Because this is a story about manipulation. About mistrust. About people who supposedly have an intimate relationship yet are unable to communicate. And when it gets sexy, it's a lie. It might be "hot" on its surface, beautiful bodies beautifully photographed doing things to each other that are, you know, ohmigod! But it's all more sad than anything else.

Not that there's anything wrong with sad. But even the sad here never jells into anything satisfying in the right kind of way.

Maybe it's just that I'd like my sexy, nudie, art-house, soft-core flicks to be a little healthier in the psychological department.

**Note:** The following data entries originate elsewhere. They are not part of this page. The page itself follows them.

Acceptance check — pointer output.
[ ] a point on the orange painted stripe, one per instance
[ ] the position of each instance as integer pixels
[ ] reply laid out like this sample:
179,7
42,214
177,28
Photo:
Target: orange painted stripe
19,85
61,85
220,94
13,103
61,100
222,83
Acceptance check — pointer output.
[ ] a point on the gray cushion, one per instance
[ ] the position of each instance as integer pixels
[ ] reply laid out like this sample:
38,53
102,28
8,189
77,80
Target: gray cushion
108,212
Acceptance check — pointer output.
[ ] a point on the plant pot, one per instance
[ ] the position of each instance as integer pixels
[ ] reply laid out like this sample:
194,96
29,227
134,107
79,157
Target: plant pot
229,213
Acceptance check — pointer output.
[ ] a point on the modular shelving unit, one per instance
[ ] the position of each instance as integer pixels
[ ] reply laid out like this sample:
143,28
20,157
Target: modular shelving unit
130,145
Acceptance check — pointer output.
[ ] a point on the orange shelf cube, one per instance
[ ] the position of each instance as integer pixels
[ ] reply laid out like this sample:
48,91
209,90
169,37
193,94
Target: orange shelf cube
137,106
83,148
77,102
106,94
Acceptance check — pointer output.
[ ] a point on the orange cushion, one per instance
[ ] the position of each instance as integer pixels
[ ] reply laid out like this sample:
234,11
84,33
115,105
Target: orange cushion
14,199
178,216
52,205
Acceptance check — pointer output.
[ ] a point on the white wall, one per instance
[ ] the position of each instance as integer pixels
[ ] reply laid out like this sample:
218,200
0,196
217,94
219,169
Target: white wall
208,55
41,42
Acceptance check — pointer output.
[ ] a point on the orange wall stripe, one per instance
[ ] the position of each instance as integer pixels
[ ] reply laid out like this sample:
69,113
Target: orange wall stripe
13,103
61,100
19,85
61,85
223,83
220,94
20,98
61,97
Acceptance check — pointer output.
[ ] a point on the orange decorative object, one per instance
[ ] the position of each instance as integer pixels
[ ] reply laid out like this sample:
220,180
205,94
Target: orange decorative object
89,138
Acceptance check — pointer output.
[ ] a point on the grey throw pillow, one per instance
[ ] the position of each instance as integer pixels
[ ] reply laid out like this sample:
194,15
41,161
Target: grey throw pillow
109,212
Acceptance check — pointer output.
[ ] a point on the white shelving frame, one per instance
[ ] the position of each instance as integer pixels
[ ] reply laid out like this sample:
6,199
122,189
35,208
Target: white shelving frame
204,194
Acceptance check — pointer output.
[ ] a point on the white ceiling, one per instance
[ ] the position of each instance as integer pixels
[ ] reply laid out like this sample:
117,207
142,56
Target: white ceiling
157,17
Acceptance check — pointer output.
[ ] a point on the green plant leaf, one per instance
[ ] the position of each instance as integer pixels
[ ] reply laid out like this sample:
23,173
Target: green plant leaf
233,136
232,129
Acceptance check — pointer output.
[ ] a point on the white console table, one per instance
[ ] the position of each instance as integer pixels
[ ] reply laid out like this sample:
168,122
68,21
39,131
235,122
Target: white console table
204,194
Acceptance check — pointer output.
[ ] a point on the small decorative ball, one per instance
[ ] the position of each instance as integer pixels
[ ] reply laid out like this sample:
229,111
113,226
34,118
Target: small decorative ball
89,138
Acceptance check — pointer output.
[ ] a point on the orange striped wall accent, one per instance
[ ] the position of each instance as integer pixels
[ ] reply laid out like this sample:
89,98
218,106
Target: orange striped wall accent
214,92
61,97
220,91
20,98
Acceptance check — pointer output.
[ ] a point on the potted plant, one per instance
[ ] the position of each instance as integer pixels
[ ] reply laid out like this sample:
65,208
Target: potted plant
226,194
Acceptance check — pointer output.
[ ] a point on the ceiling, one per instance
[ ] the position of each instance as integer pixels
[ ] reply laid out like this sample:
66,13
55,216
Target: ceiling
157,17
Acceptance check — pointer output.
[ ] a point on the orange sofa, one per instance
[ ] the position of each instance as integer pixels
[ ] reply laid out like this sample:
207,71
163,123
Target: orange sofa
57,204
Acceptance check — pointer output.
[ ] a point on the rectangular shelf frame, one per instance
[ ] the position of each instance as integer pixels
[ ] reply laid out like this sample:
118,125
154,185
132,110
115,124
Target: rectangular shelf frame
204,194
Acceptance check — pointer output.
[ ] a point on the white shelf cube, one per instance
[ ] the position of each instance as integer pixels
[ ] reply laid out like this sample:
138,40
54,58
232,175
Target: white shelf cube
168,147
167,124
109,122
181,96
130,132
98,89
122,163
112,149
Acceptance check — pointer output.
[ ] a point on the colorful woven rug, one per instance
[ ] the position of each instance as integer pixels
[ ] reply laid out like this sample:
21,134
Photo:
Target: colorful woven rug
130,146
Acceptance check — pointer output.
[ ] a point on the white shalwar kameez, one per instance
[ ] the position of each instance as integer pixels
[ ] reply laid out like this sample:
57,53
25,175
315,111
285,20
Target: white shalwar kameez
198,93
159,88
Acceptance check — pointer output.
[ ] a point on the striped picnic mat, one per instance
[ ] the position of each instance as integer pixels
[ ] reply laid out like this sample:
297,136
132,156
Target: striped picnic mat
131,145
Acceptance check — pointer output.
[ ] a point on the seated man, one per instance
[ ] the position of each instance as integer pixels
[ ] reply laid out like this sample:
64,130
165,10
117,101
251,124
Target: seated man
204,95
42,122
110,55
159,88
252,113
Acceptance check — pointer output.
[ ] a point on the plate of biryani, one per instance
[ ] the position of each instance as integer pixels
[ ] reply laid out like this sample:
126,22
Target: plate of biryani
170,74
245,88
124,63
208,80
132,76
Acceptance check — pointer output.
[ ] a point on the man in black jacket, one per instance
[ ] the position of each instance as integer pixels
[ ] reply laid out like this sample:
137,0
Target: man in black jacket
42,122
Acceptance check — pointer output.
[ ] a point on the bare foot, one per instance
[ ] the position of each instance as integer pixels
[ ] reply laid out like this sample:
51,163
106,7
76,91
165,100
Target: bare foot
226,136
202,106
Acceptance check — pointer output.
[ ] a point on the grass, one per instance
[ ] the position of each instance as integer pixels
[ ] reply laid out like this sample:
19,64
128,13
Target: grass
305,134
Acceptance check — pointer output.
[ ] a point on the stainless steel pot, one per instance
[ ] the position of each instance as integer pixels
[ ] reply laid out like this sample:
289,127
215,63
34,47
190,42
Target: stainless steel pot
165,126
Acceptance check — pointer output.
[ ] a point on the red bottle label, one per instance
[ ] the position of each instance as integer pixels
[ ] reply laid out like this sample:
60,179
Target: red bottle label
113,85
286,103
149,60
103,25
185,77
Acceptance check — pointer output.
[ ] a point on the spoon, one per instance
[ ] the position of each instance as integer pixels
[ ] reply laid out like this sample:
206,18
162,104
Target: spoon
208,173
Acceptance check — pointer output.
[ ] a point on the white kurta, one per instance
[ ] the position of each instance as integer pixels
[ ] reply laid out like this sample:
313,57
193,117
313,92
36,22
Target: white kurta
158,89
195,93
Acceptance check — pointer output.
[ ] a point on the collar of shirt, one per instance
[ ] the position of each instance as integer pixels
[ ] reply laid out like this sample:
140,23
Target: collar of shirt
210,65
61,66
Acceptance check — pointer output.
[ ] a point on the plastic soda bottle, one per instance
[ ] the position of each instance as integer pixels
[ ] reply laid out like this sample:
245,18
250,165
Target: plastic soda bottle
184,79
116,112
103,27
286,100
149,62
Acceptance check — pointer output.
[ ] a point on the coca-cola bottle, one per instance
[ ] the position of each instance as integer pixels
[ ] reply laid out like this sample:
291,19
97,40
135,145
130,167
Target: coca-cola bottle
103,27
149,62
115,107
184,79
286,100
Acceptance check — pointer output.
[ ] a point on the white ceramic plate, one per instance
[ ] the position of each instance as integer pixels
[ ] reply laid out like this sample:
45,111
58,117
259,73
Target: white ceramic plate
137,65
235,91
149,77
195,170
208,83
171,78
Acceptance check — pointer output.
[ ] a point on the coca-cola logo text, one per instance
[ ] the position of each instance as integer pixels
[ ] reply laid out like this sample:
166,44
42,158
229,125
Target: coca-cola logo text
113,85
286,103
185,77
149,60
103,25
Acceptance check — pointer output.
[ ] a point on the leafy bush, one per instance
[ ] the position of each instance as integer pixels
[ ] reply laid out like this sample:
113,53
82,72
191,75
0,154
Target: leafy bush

I realize this request does not necessarily make for the best stories ever, but messed-up folk lying to the people they're fucking isn't automatically interesting, either.

There's Catherine Stewart, see, a Toronto doctor played by Moore, a goddess at portraying cold, clinical femininity. She thinks her husband David (Liam Neeson) is having an affair. After a chance meeting in a restaurant ladies' room with a high-class call girl, Chloe (Seyfried), Catherine hits on the notion of hiring Chloe to approach her husband — not as a prostitute but as a student. David works as a music professor, a job that regularly puts him in the path of easily impressed, worshipful young things — and his wife wants to know how he'll respond to a lovely, willing young supplicant.

Chloe complies and reports back to Catherine on what transpired.

No, I won't tell you what happened. But this is the point where Chloe starts getting tricky, from a storytelling perspective. It's all "Oh, what a tangled web we weave, etc.," of course, but not just from Catherine and Chloe and David's perspectives, but from Egoyan's and screenwriter Erin Cressida Wilson's as well.

There are layers of manipulation at work that we're not aware of at first, and whether you catch on to them quickly or are surprised by their unveiling, the motives that have been driving everyone to do what they did are never quite clear. Though I don't wish for such things to be overexplicated — and I would never expect a director of Egoyan's faculty to do so — they do need to feel organic, and not tacked on in a calculated way.

Yes, Chloe is elegant: designed with an eye toward reflecting the coldness and isolation of its characters, performed by a cast that is always a joy to watch. But it never makes that leap from aesthetically pleasing to emotionally rewarding.